The decision to support Dagalo was risky, but the risk paid off for the Russians. The longer the fights last, the more and more Dagalo's advantage becomes. By the end of October, he had managed to take control of most of Darfur. At the same time, his people took over a large part of the metropolis of Khartoum (Khartoum-Omdurman-Bahri). It seems that the longer the civil war in Sudan lasts, the more Russian and Emirati arms supplies will tip the scales of victory in General Dagalo's favor.
A victory for General Dagalo would allow the Russians to secure the privileged position they now have in Sudan. The millions that Russians earn from trading Sudanese gold could still flow to Moscow and support the Russian war machine - this is of great importance, especially now that Russia is under Western sanctions.
Moscow also seems to believe that General Dagalo's takeover of Sudan could accelerate the creation of a Russian naval base on the Red Sea. Although General Burhan was positive about the idea of building a base, pressure from the US forced him to abandon this ambitious plan.
Moscow calculates that a full victory for General Dagalo would mean political isolation of Sudan and the imposition of sanctions on the country by the Americans. Dagalo would then have limited room for maneuver and would be forced to continue close cooperation with Russia.
Kyiv sent a very small unit of special forces to Sudan. The recordings show that their activities are limited only to the metropolis of Khartoum, where - using drones and sniper rifles - they attack Gen. Dagalo's militia from a distance.
For obvious reasons, a small Ukrainian unit is unable to change the fate of the war in Sudan. However, the presence of Ukrainians in Africa has great propaganda significance.
Kyiv is waging a multidimensional war with Russia. The Ukrainian-Russian war is not limited to the battlefields in Ukraine itself. Acts of sabotage on the territory of the Russian Federation, attacks on important Russian military figures, politicians, and propagandists (e.g. Daria Dugin) and raids deep into Russia conducted, for example, by the Russian Volunteer Corps (fighting on the side of Kiev) also remain an integral part of it.
Such actions are particularly important now, when there is a stalemate on most fronts of the Ukrainian-Russian war, and Israel's actions in the Gaza Strip and the general increase in tension in the Middle East are distracting public opinion from Ukraine and causing reduced material support for Ukraine.

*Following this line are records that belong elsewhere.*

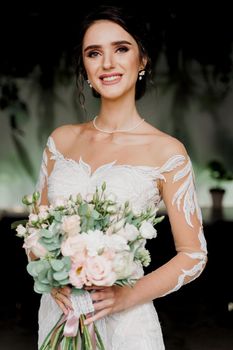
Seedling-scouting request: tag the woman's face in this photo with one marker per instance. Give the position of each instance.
(111, 59)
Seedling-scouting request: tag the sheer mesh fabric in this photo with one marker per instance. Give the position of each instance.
(61, 177)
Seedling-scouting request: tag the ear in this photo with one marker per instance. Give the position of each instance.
(143, 63)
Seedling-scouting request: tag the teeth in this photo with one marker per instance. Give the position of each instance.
(113, 77)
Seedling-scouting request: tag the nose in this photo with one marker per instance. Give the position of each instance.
(108, 61)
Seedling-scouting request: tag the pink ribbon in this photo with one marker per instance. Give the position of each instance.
(72, 327)
(72, 324)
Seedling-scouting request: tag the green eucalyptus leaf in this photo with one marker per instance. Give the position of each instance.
(61, 275)
(57, 265)
(159, 219)
(46, 233)
(83, 209)
(57, 216)
(35, 267)
(67, 262)
(41, 288)
(95, 214)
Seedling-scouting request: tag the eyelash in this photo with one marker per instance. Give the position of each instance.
(93, 54)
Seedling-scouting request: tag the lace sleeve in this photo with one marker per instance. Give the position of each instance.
(180, 198)
(45, 169)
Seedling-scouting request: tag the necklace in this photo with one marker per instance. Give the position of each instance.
(116, 130)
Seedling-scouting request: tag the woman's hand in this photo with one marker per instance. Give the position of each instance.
(61, 296)
(108, 300)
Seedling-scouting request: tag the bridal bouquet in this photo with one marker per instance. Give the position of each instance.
(78, 242)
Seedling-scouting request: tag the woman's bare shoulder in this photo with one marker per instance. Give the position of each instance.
(164, 146)
(64, 135)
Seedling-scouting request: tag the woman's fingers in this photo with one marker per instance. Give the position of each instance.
(61, 296)
(97, 316)
(104, 304)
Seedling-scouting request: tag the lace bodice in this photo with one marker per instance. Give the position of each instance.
(139, 185)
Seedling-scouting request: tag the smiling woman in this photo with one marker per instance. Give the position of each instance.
(139, 164)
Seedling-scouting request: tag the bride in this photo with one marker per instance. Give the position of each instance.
(139, 163)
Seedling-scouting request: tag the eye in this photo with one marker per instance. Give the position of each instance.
(122, 49)
(92, 54)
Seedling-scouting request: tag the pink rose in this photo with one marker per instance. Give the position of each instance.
(32, 244)
(99, 271)
(77, 274)
(71, 224)
(74, 246)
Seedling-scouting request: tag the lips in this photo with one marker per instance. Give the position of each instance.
(110, 78)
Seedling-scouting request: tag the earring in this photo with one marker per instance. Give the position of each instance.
(89, 83)
(141, 74)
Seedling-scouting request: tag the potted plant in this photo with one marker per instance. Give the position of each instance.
(219, 174)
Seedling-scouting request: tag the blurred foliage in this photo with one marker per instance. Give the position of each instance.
(219, 172)
(42, 37)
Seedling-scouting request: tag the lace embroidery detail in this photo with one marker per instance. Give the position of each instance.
(201, 238)
(187, 192)
(43, 175)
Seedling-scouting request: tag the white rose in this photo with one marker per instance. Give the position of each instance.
(147, 230)
(33, 219)
(118, 225)
(89, 197)
(43, 215)
(129, 232)
(21, 231)
(95, 242)
(123, 265)
(112, 209)
(110, 197)
(32, 244)
(71, 224)
(59, 202)
(116, 243)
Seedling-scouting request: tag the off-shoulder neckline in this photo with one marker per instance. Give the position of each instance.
(177, 158)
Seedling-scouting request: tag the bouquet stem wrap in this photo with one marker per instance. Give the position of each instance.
(70, 333)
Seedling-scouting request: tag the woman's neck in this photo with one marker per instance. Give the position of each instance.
(117, 115)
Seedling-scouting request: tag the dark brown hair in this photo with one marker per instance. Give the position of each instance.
(134, 25)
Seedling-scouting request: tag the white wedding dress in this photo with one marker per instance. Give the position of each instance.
(138, 327)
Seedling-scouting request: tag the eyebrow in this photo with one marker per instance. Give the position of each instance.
(114, 43)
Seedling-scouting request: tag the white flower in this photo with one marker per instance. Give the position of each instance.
(118, 225)
(59, 202)
(147, 230)
(137, 271)
(21, 231)
(116, 243)
(109, 231)
(112, 209)
(89, 197)
(29, 199)
(71, 224)
(33, 219)
(43, 215)
(110, 197)
(95, 242)
(32, 244)
(123, 265)
(129, 232)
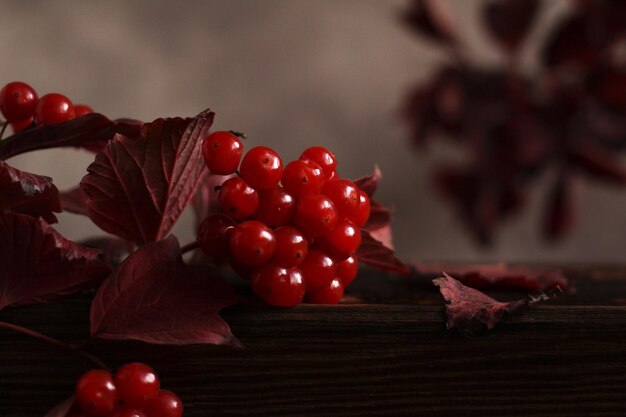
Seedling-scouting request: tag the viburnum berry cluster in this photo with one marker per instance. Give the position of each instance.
(133, 391)
(293, 231)
(22, 107)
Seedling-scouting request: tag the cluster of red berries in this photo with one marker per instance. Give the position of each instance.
(292, 231)
(134, 391)
(21, 106)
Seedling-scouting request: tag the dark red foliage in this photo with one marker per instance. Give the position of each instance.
(137, 188)
(470, 311)
(27, 193)
(38, 264)
(91, 132)
(156, 298)
(497, 276)
(567, 117)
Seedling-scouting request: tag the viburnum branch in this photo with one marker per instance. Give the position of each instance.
(54, 342)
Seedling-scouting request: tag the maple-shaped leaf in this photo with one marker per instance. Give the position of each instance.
(137, 188)
(497, 276)
(155, 297)
(374, 253)
(431, 18)
(508, 21)
(27, 193)
(38, 264)
(62, 409)
(470, 311)
(91, 131)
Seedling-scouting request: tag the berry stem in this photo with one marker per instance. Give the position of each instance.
(189, 247)
(54, 342)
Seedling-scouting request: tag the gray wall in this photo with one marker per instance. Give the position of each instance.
(291, 74)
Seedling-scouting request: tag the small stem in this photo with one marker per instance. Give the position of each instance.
(54, 342)
(189, 247)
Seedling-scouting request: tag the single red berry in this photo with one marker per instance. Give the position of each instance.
(315, 215)
(252, 243)
(276, 207)
(82, 109)
(96, 394)
(136, 383)
(318, 270)
(341, 242)
(261, 167)
(222, 152)
(291, 247)
(238, 199)
(303, 177)
(18, 101)
(345, 195)
(347, 270)
(53, 108)
(331, 294)
(363, 212)
(19, 126)
(165, 404)
(278, 286)
(322, 157)
(213, 235)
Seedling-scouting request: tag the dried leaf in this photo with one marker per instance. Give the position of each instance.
(508, 21)
(497, 276)
(38, 264)
(137, 188)
(156, 298)
(27, 193)
(470, 311)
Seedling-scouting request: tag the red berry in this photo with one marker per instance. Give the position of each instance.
(278, 286)
(341, 242)
(291, 247)
(222, 152)
(53, 108)
(363, 212)
(322, 157)
(96, 394)
(213, 235)
(315, 215)
(276, 207)
(347, 270)
(318, 270)
(252, 243)
(261, 167)
(345, 196)
(165, 404)
(238, 199)
(136, 383)
(18, 101)
(303, 177)
(331, 294)
(19, 126)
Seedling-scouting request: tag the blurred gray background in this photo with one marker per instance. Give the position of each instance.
(291, 74)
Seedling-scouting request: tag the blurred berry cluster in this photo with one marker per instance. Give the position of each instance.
(563, 119)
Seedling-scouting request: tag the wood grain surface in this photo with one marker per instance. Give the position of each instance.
(384, 352)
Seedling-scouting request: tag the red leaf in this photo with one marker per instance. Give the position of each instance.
(74, 201)
(137, 188)
(508, 21)
(470, 311)
(156, 298)
(38, 264)
(27, 193)
(374, 253)
(62, 409)
(431, 18)
(91, 131)
(498, 276)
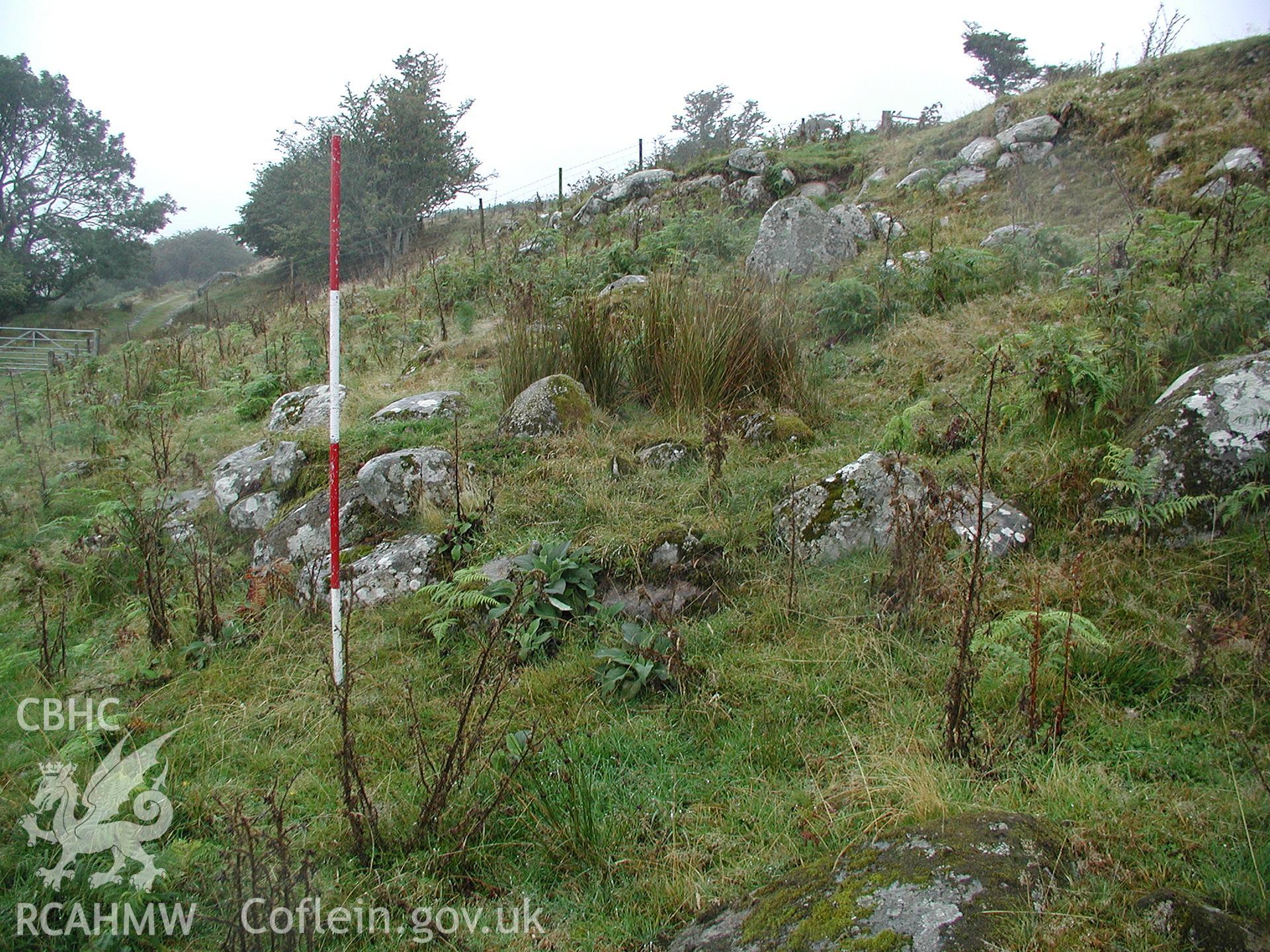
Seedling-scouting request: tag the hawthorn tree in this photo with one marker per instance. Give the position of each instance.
(403, 159)
(69, 208)
(1003, 61)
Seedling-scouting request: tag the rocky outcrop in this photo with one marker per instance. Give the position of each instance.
(796, 238)
(548, 407)
(854, 509)
(397, 483)
(422, 407)
(947, 887)
(1208, 424)
(302, 409)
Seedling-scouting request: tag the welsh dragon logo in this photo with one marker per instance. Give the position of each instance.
(98, 829)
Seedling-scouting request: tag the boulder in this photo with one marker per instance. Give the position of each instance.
(981, 151)
(422, 407)
(916, 178)
(796, 238)
(1039, 128)
(853, 219)
(1007, 233)
(241, 473)
(304, 534)
(397, 483)
(630, 281)
(1208, 424)
(853, 509)
(948, 887)
(751, 161)
(389, 571)
(548, 407)
(1242, 159)
(302, 409)
(254, 512)
(964, 178)
(663, 456)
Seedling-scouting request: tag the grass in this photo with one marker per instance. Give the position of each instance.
(806, 731)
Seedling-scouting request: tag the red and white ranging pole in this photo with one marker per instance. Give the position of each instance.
(337, 634)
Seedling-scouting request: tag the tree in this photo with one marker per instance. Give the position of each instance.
(403, 159)
(69, 210)
(1005, 66)
(708, 127)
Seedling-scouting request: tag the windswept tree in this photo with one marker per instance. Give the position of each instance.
(708, 127)
(403, 159)
(1003, 61)
(69, 210)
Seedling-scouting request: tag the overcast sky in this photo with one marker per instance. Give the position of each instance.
(201, 89)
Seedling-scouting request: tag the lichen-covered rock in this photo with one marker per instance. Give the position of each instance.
(629, 282)
(389, 571)
(1039, 128)
(798, 238)
(397, 483)
(1199, 927)
(854, 509)
(752, 161)
(302, 409)
(981, 151)
(548, 407)
(1208, 424)
(663, 456)
(422, 407)
(854, 220)
(964, 178)
(254, 512)
(948, 887)
(241, 473)
(304, 534)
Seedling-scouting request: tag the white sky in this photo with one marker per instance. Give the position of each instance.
(201, 89)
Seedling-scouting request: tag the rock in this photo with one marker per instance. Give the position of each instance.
(964, 178)
(302, 409)
(1007, 233)
(304, 534)
(853, 219)
(389, 571)
(396, 483)
(1005, 526)
(886, 225)
(638, 184)
(1198, 926)
(630, 281)
(422, 407)
(548, 407)
(1208, 424)
(916, 178)
(796, 238)
(1217, 188)
(1242, 159)
(255, 512)
(774, 428)
(287, 460)
(981, 151)
(663, 456)
(1039, 128)
(853, 509)
(948, 887)
(752, 161)
(1167, 175)
(241, 473)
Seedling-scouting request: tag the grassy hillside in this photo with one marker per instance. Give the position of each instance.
(808, 711)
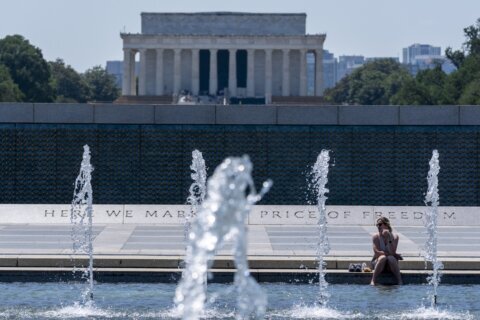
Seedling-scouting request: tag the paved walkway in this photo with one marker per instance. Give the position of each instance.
(273, 242)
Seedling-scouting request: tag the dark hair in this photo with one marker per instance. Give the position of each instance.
(385, 221)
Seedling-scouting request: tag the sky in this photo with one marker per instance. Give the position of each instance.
(86, 33)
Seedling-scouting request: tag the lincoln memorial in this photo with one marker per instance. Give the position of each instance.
(245, 55)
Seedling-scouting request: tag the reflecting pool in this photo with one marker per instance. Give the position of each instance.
(285, 301)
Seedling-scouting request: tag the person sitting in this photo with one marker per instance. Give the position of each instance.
(385, 244)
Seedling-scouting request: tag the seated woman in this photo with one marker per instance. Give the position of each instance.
(385, 251)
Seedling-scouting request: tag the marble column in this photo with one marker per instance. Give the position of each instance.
(213, 72)
(250, 73)
(268, 76)
(159, 73)
(303, 72)
(286, 73)
(177, 71)
(232, 72)
(142, 77)
(318, 72)
(126, 83)
(133, 76)
(195, 71)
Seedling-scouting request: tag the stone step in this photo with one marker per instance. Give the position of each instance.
(222, 262)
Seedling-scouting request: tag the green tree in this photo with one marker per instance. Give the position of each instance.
(471, 94)
(69, 86)
(471, 46)
(9, 91)
(372, 84)
(27, 67)
(102, 85)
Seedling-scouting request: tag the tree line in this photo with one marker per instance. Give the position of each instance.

Ukraine needs success to silence the demands emerging in the West to reach a compromise with Russia.
The presence of Ukrainians in Sudan is also the fulfillment of a threat that has already been made several times by General Kyrylo Budanov, head of the Main Intelligence Directorate of the Ministry of Defense of Ukraine (HUR), saying: "We will kill Russians everywhere, all over the world, until Ukraine's complete victory".